阿部侯の此遊には霞亭も亦コズイ(扈 随)した。歳寒堂遺稿に「公の洲崎の別墅に駕するにコズイ(扈 随)し、恭んで諸臣と同(と も)に賦す」の五律がある。「朝政 清暇に乗じ、海荘 釣磯(ちょうき)に臨む。江山 セイショク(霽 色)を呈し、楓菊 シュウキ(秋 暉) に耀く。双坐 吟賞高く、群僚 徳威に近し。留連して天夕べならんと欲し、余興もて便(すなわ)ち還帰せん。」棕軒詩の日照の字、霞亭詩のセイショク(霽 色) 、シュウキ(秋 暉) の字は、人をして此九月某日の好天気であつたことを想はしめる。・・・」(注) *コロ:マコモとアシ。 *セイショク:晴れわたった景色。 *シュウキ:秋の日ざし
(その7)
「・・・霞亭の主治医は別人ならず、伊沢蘭軒であつたことが此書で塙証(かくしょう) せられる。又薬湯願の事は下に引くべき散策看花の詩の注脚である。霞亭の季(す え) の妹通の縁談は 半途にして挫折したらしい。・・・」
(その10)
「・・・玄覧は霞亭の病を脚気と診断した。其徴候は詳らかでないが、病人の自ら云ふを聞くに、十五年前より留飲があつた。酒を好む人の慢性の胃病である。さて今度の病になつてからは、霞亭は主にタンゼン(痰 喘) に悩された。そのうち上半身にフシュ(浮 腫) が来たらしい。

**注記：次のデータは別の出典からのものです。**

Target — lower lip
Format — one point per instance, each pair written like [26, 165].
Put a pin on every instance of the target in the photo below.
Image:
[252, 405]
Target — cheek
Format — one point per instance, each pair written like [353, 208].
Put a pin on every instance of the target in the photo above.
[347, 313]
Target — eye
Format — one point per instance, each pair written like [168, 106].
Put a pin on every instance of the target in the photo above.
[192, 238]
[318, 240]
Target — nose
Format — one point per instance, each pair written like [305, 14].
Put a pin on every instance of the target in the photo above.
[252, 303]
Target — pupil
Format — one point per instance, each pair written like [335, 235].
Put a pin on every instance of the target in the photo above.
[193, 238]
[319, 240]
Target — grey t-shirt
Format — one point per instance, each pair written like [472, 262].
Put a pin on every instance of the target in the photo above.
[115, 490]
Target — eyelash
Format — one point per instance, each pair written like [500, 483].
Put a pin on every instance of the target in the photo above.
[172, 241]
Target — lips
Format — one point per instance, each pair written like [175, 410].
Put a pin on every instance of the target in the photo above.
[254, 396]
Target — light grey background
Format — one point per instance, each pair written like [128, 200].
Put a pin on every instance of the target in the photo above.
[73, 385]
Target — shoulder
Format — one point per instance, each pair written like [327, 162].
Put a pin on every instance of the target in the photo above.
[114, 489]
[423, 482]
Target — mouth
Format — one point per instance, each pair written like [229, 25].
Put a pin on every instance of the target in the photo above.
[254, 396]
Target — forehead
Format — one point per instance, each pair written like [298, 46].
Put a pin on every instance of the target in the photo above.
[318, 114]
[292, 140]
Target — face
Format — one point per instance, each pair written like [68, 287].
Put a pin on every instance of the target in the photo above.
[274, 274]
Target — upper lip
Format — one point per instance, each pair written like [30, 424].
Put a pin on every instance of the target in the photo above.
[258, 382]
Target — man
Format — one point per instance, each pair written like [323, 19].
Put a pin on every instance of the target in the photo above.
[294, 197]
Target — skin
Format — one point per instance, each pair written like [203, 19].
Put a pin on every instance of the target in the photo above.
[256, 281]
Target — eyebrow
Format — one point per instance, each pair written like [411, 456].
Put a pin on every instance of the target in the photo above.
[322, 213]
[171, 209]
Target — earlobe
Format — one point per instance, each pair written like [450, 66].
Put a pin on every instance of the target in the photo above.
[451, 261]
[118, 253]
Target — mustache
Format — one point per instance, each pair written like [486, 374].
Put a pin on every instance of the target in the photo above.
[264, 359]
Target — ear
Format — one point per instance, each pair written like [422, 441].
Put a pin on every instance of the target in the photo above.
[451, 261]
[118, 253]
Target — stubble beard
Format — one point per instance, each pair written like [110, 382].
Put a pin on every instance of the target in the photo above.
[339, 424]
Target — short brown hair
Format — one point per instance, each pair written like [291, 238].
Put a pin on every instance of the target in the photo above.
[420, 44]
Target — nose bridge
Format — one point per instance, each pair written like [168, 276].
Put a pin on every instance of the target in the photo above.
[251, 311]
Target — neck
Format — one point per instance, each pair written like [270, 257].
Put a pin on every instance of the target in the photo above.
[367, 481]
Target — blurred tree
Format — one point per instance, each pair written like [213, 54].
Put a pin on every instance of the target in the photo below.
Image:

是は此書に於て始て明らかに記されてゐる。その「水気心下につき候事」もあるといふのは、上半身にフシュ(浮 腫) が来ると同時に、或るときは胸よりシンカ(心 窩) にかけて苦悶を覚えたものであらう。しかし下半身にはフシュ(浮 腫) が無い、自ら「乾脚気に属し候歟」と云ふ所以である。そして下肢の知覚異常、所謂しびれに至つては、霞亭は未だ曾てこれを説いたことがない。霞亭の病の徴候として記されてゐるものは、唯是のみである。・・・」
「・・・恵美は霞亭の病の脚気なることを断定して、脚気を治する法を励行した。米を絶つて、大麦、赤小豆を食せしめた。是は今も行はれてゐる療法である。しかし 恵美の法の主とする所は此に存せずして塩を絶つに在つた。其可否は此に論ずべきではないが、ソショク(蔬 食) 者をして久しく那篤留謨(ナトリウム)をアツゼツ(遏 絶) せしむるの は、頗る峻烈な処置だと謂はなくてはならない。わたくしはこれに耐へた霞亭の意志を尊重する・・・」(注) *ソショク者:野菜類を食する人。

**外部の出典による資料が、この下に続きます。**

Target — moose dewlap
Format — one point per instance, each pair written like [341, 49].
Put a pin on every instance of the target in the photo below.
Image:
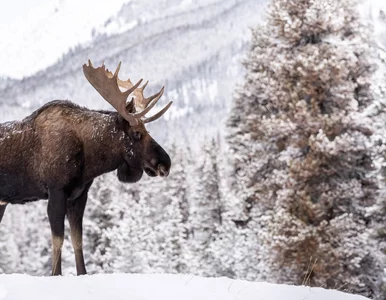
[57, 151]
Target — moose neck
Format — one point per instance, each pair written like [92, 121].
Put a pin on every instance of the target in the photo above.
[103, 143]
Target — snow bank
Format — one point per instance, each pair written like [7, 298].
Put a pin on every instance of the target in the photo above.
[155, 286]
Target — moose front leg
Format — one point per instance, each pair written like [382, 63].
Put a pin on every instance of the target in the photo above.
[2, 210]
[75, 211]
[56, 213]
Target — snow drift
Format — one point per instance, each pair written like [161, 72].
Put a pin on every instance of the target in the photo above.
[155, 286]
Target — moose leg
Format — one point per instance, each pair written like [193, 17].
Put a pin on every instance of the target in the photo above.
[56, 213]
[75, 211]
[2, 210]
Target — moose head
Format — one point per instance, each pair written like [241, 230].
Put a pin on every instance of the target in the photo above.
[140, 151]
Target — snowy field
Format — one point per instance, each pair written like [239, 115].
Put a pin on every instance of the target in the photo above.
[155, 286]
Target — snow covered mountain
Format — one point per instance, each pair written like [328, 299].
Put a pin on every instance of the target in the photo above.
[194, 48]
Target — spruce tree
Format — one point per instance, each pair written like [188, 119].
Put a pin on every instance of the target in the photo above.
[303, 146]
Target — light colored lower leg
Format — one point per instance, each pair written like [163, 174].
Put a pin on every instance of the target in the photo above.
[57, 243]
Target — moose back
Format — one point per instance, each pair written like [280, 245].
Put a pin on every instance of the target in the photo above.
[57, 151]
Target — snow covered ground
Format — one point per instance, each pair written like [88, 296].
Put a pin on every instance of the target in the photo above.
[155, 286]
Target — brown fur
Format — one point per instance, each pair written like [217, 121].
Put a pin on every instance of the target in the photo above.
[56, 153]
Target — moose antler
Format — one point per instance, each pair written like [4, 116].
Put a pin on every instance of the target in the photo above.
[107, 84]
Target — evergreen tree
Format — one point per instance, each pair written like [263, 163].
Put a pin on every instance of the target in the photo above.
[205, 213]
[303, 146]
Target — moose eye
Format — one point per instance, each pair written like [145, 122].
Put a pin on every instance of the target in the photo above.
[137, 135]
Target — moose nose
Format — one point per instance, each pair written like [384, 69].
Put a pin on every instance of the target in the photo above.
[162, 171]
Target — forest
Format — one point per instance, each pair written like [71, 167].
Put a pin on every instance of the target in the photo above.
[292, 191]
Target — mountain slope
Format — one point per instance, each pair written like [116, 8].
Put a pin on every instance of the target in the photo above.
[195, 51]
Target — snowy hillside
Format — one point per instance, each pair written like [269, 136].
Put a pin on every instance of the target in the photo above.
[42, 28]
[194, 48]
[150, 287]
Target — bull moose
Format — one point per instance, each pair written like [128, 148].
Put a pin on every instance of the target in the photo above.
[57, 151]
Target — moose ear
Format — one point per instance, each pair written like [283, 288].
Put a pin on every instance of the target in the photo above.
[130, 107]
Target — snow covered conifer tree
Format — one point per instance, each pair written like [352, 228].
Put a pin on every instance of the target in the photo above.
[205, 211]
[303, 146]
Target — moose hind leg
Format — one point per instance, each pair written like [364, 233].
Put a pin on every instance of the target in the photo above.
[75, 211]
[56, 210]
[2, 210]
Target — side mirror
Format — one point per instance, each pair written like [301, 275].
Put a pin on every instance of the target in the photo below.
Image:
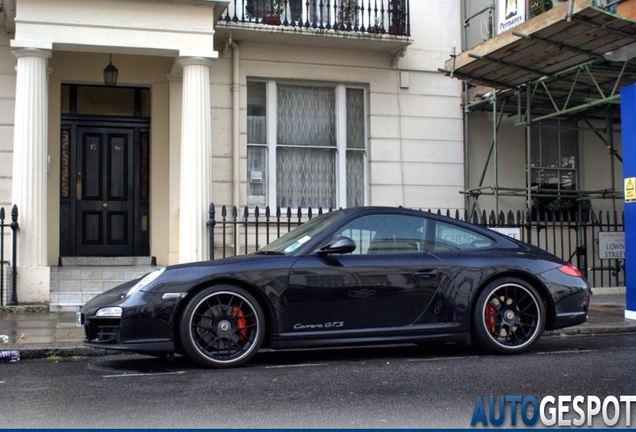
[337, 245]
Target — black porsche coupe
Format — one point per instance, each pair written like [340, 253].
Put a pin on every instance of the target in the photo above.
[356, 276]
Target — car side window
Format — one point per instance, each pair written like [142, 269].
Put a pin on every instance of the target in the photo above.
[451, 237]
[386, 234]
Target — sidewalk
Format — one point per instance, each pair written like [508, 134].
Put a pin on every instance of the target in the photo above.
[38, 333]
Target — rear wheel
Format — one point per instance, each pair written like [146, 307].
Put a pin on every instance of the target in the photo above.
[509, 316]
[222, 326]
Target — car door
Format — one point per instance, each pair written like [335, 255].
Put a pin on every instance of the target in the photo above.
[388, 281]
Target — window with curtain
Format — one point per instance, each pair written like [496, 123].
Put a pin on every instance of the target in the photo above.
[310, 140]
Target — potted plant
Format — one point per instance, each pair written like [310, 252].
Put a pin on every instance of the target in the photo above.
[398, 13]
[348, 13]
[537, 7]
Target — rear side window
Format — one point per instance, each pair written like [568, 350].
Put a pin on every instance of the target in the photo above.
[452, 237]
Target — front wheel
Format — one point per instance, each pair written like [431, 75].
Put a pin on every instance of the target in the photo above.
[222, 326]
[509, 316]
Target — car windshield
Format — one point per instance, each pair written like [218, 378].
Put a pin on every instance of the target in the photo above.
[294, 239]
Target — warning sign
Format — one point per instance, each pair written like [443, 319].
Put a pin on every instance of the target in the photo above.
[630, 192]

「・・・的矢から霞亭の許にわり菜が来た。霞亭は一たびこれを硬しと謂ひ、此書を作るに及んで、「其後煮候事(処)甚和らかに候」と云つてゐる。わたくしはわり菜の何物なるかを知らぬので、竹柏園主を介して、これを志摩国鳥羽の人門野錬八郎さんに質した。其答はかうである。「わり菜は菜にあらず。芋苗(ずいき)を日にほしたるものをいへり。かたまりたるを一夜水につけて煮、又三杯酢にして食ふに、蕨又薇(ぜんまい) などに似たる味あり。」これでわり菜の義はカンシャク(渙 釈) した。」(注) *カンシャク:すっきりと分かること。
<コメント>最後の「カンシャク」、これがスッと出てくる方は相当のレベルの方だと思います。190~200、めざして頑張ってください👋
今回で、鴎外歴史文学全集「北条霞亭」は終了します。お付き合いいただいた方、有難うございました。ご健闘をお祈りします。